Step 2: CTA Complaint
If the airline denies your claim or ignores you, file a complaint with the Canadian Transportation Agency at otc-cta.gc.ca.
- Create a CTA account and use the online complaints portal
- Provide your booking confirmation, boarding pass, and any written correspondence with the airline
- Describe the incident clearly: flight number, date, scheduled and actual times, reason the airline gave
- State the amount you are claiming and which APPR tier applies
The CTA has faced significant backlogs — processing times have stretched to 18+ months in some years. The CTA's facilitation process (informal mediation) is faster than a formal adjudication. Request facilitation first; it resolves many claims within weeks.

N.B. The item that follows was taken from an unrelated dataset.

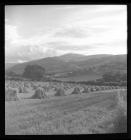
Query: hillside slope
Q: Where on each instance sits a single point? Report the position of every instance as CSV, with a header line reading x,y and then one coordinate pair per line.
x,y
72,63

What Happens After You File
The CTA will first attempt facilitation — an informal process where a CTA officer contacts the airline on your behalf and tries to broker a resolution. If facilitation fails, the complaint moves to adjudication, where the CTA issues a binding decision. Airlines found in violation can be ordered to pay compensation plus CTA fines.
Practical Tips for APPR Claims
- Get the reason in writing. Ask the gate agent and then the airline in writing why the flight was delayed or cancelled. Vague explanations like "operational reasons" are red flags that may conceal a compensable within-control cause.
- Check flight tracking data. Use FlightAware or FlightRadar24 to confirm actual departure and arrival times, and to look at what happened to that aircraft in the previous legs of the day. An inbound delay often reveals a within-control cause.
- Document everything at the airport. Screenshot announcements, take photos of departure boards, and note the time of any updates from the airline.
- Do not accept vouchers under pressure. You have 30 days to decide whether to accept a travel credit. Do not sign away your APPR rights at the gate unless the offer is genuinely better than the statutory amount.
- Claim in CAD. The APPR amounts are in Canadian dollars. If you booked in USD, you still receive the CAD amount; conversions do not change the statutory obligation.